LARGE CONSENTEMENT AU VACCIN EN ETHIOPIE, PRUDENCE EN RDC
La vaccination contre le Covid-19 est très diversement accueillie en Afrique, selon une étude menée par l’Africa CDC dans quinze pays et rendue publique jeudi. Au moins 1 000 personnes ont été interrogées en face à face ou par téléphone dans chacun de ces pays entre août et septembre 2020. Si 94 % des Ethiopiens approuvent l’idée de se faire vacciner, seulement 59 % des sondés en République démocratique du Congo (RDC) l’envisagent favorablement. Ils sont 76 % au Nigeria, pays le plus peuplé du continent.
Ceux qui rejettent le vaccin expriment des doutes sur son innocuité. Le fait de percevoir le virus comme une menace exagérée et lointaine influe également sur les réponses. Cette perception est en particulier répandue au Niger (79 %), au Soudan (73 %) et au Nigeria (67 %).
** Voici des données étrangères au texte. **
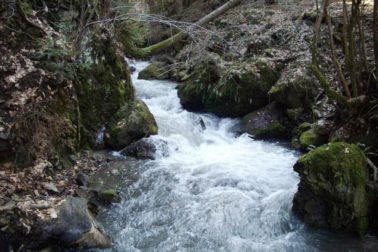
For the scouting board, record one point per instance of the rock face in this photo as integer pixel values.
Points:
(75, 226)
(266, 122)
(228, 89)
(296, 87)
(156, 70)
(129, 124)
(331, 192)
(140, 149)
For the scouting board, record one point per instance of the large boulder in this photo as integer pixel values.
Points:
(331, 192)
(75, 226)
(141, 149)
(156, 70)
(193, 93)
(308, 136)
(265, 123)
(130, 123)
(229, 89)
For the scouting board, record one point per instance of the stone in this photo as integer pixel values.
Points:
(140, 149)
(76, 227)
(331, 192)
(228, 89)
(156, 70)
(265, 123)
(50, 187)
(296, 88)
(82, 179)
(313, 137)
(130, 124)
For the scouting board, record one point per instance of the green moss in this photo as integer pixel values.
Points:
(156, 70)
(233, 90)
(102, 88)
(294, 90)
(272, 130)
(132, 122)
(336, 174)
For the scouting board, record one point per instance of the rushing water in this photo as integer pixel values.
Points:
(211, 189)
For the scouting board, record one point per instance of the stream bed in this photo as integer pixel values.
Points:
(211, 189)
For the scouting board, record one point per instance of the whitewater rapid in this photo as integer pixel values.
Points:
(209, 189)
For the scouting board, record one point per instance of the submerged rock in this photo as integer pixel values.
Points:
(75, 226)
(129, 124)
(140, 149)
(156, 70)
(331, 192)
(266, 122)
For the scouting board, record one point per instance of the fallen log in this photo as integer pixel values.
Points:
(158, 47)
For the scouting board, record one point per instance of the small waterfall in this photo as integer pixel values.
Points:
(210, 189)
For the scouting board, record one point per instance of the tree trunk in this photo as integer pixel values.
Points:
(375, 31)
(158, 47)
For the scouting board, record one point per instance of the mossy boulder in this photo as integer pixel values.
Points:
(156, 70)
(102, 88)
(331, 192)
(205, 75)
(76, 227)
(312, 137)
(229, 89)
(265, 123)
(308, 135)
(130, 123)
(296, 88)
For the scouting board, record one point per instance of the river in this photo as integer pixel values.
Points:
(211, 189)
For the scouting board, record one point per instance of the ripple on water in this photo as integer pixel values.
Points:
(211, 190)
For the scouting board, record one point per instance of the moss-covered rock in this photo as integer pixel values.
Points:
(156, 70)
(130, 123)
(311, 137)
(331, 192)
(205, 74)
(308, 136)
(229, 89)
(265, 123)
(103, 88)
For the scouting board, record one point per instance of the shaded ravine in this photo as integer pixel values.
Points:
(211, 190)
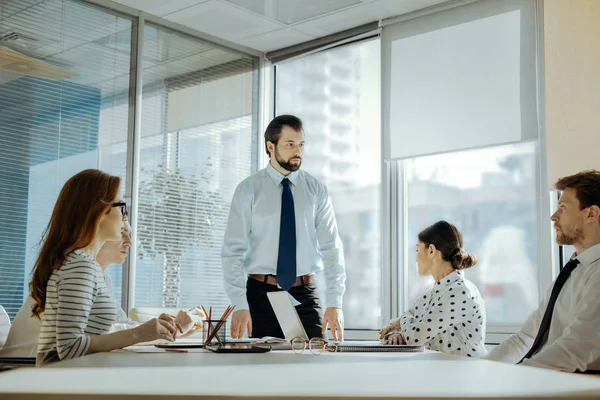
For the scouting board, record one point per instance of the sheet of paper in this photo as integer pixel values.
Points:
(293, 300)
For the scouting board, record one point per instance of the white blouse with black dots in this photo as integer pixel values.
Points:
(449, 318)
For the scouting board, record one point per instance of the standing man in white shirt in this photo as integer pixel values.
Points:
(564, 332)
(281, 230)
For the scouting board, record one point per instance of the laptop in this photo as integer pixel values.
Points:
(292, 327)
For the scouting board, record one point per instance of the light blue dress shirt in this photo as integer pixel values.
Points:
(251, 240)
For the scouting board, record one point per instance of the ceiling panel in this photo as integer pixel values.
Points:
(277, 39)
(264, 25)
(291, 11)
(160, 7)
(224, 20)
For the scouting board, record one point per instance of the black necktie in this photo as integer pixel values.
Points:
(286, 258)
(542, 335)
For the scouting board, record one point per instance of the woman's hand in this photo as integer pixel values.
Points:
(394, 326)
(395, 338)
(155, 329)
(190, 321)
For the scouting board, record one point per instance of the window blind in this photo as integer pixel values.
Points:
(459, 79)
(198, 142)
(64, 81)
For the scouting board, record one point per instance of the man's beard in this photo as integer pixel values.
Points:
(287, 165)
(568, 238)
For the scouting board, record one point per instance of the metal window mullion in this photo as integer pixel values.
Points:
(133, 155)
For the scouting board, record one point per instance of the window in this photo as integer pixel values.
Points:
(198, 142)
(336, 94)
(490, 195)
(461, 134)
(64, 73)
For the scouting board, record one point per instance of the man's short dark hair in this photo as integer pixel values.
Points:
(273, 131)
(586, 185)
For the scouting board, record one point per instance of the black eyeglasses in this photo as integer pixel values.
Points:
(123, 206)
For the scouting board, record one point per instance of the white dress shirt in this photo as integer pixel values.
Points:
(574, 338)
(23, 337)
(251, 239)
(449, 318)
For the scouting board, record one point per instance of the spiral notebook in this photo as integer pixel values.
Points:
(373, 347)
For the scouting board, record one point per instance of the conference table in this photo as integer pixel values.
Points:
(199, 374)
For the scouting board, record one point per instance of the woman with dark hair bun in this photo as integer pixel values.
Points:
(451, 316)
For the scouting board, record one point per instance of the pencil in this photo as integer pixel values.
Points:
(176, 350)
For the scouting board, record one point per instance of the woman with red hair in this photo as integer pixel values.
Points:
(68, 287)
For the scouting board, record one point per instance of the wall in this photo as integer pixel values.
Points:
(572, 85)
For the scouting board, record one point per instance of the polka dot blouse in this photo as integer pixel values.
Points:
(449, 318)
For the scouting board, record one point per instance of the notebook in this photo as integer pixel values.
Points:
(373, 347)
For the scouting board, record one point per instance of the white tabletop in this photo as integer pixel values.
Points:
(282, 374)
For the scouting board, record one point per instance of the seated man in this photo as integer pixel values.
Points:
(22, 340)
(564, 332)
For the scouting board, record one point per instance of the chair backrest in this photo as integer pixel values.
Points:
(4, 326)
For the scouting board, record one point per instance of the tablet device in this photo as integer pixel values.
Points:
(238, 348)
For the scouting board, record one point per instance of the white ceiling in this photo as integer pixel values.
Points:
(267, 25)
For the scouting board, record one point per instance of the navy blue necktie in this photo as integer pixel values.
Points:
(286, 258)
(542, 335)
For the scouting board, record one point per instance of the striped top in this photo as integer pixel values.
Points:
(78, 305)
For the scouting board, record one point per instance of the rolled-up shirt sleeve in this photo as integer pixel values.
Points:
(332, 252)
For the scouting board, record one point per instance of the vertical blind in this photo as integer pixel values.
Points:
(198, 142)
(64, 84)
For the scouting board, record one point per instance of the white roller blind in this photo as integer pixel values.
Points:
(460, 78)
(198, 142)
(64, 84)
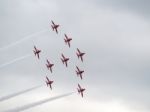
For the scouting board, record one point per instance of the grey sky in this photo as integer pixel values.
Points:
(113, 33)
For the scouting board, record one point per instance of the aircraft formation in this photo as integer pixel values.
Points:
(64, 60)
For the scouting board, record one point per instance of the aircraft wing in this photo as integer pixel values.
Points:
(78, 50)
(77, 68)
(66, 63)
(81, 76)
(47, 78)
(81, 58)
(79, 86)
(82, 94)
(53, 23)
(38, 55)
(63, 56)
(69, 44)
(56, 30)
(48, 61)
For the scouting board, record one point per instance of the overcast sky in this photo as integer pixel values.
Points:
(115, 34)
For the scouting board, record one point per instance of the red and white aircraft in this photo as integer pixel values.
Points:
(36, 52)
(49, 65)
(80, 90)
(79, 72)
(67, 40)
(80, 54)
(54, 27)
(64, 60)
(49, 82)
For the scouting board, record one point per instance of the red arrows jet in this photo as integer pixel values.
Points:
(49, 65)
(49, 82)
(80, 90)
(54, 27)
(64, 60)
(80, 54)
(67, 40)
(36, 52)
(79, 72)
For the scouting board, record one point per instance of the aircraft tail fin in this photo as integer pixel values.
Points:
(77, 55)
(47, 66)
(34, 53)
(65, 41)
(78, 90)
(77, 73)
(46, 83)
(52, 27)
(62, 60)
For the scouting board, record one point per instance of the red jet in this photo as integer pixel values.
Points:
(49, 65)
(36, 52)
(67, 40)
(54, 27)
(80, 54)
(80, 90)
(79, 72)
(64, 59)
(49, 82)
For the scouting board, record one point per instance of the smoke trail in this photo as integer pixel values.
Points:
(23, 39)
(25, 107)
(15, 60)
(18, 93)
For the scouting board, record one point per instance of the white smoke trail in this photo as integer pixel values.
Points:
(22, 40)
(15, 60)
(18, 93)
(25, 107)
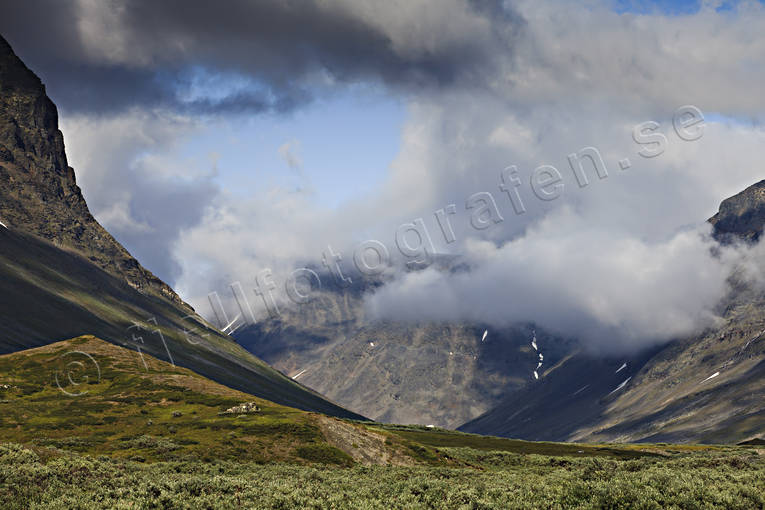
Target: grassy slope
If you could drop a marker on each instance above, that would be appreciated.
(50, 294)
(137, 437)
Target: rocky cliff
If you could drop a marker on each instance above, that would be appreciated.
(38, 191)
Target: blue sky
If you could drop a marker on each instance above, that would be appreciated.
(352, 133)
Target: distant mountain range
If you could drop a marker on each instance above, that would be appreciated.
(63, 275)
(707, 388)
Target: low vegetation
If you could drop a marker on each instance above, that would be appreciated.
(135, 435)
(38, 477)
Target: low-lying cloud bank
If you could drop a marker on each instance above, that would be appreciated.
(623, 262)
(612, 291)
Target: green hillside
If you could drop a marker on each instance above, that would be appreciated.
(87, 424)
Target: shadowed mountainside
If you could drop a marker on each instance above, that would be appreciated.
(63, 275)
(707, 388)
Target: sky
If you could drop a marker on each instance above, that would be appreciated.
(218, 142)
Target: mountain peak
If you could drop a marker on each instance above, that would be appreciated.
(742, 215)
(38, 190)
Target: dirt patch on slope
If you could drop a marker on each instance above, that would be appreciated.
(364, 446)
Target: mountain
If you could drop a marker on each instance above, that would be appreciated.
(63, 275)
(427, 373)
(706, 388)
(92, 397)
(741, 216)
(444, 374)
(106, 400)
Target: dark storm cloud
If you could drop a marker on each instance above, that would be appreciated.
(143, 52)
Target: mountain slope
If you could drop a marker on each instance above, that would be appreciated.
(63, 275)
(93, 397)
(38, 191)
(706, 388)
(428, 373)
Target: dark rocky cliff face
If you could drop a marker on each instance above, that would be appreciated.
(38, 191)
(741, 216)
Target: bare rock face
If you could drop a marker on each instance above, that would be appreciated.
(38, 191)
(741, 216)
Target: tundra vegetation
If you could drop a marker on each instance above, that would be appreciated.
(158, 436)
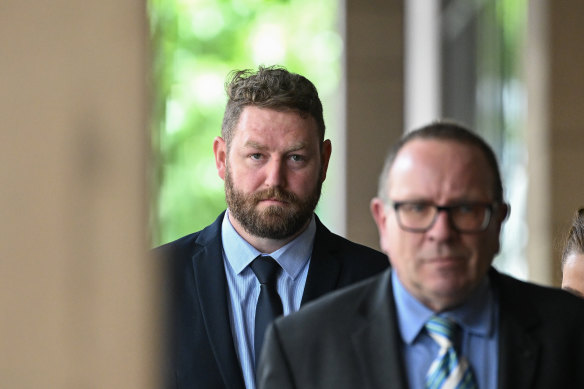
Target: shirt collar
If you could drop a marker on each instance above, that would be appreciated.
(476, 315)
(292, 257)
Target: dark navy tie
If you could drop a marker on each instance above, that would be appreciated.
(269, 304)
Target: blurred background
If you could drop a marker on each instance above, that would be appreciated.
(108, 112)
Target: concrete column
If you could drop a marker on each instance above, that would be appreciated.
(374, 104)
(555, 130)
(77, 291)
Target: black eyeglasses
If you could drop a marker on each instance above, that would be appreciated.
(416, 216)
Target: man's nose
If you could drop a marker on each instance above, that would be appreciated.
(275, 175)
(442, 229)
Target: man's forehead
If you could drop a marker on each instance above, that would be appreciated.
(427, 165)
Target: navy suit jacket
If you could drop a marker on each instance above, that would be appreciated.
(350, 339)
(200, 346)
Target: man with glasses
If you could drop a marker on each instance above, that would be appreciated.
(442, 317)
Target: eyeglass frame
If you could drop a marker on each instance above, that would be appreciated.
(489, 208)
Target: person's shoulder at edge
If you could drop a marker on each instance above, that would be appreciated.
(541, 296)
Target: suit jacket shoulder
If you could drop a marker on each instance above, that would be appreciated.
(347, 339)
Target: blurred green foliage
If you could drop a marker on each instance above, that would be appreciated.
(195, 44)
Elle est moindre en Tunisie ou au Maroc.
Dans les quinze pays, moins d’une personne interrogée sur cinq déclare connaître personnellement une personne testée positive. Les auteurs de l’enquête précisent cependant que les questionnaires ont été conduits au cours d’une période où le nombre de tests était très faible sur le continent et avant une deuxième vague épidémique plus forte et plus meurtrière.
L’enquête fait également état dans les quinze pays d’une forte propension à la désinformation ou à la publication d’informations inexactes. Près d’un sondé sur deux considère que le Covid-19 est un « événement planifié par les étrangers ».
JOHN MAGUFULI RATTRAPÉ PAR LE CORONAVIRUS ?
L’état de santé du président tanzanien, John Magufuli, qui n’est plus apparu publiquement depuis le 27 février, suscite toutes les spéculations dans le pays. Parmi elles, une possible contamination par le SARS-CoV2, qui aurait conduit à l’évacuation du dirigeant vers le Kenya.
Le quotidien kényan Daily Nation a rapporté mercredi qu’un « dirigeant africain » dont le « gouvernement est resté catégorique contre l’application de mesures de santé publique telles que le port du masque, la désinfection et l’interdiction des grands rassemblements » avait été admis dans un hôpital de Nairobi. Interrogé par l’AFP, un responsable de l’établissement a nié avoir connaissance de cette admission. De son côté, le gouvernement tanzanien n’a pas répondu à la demande d’information de membres de l’opposition.
John Magufuli, 61 ans, qui a été réélu en octobre 2020, minimise depuis un an la gravité de l’épidémie. Il a rejeté toute mesure pour contrôler la propagation du virus et n’a pas planifié de campagne de vaccination. Devant la hausse des contaminations et le décès de plusieurs personnalités, son discours s’est toutefois infléchi ces dernières semaines. Aucun chiffre permettant d’évaluer la situation n’a été publié depuis avril 2020.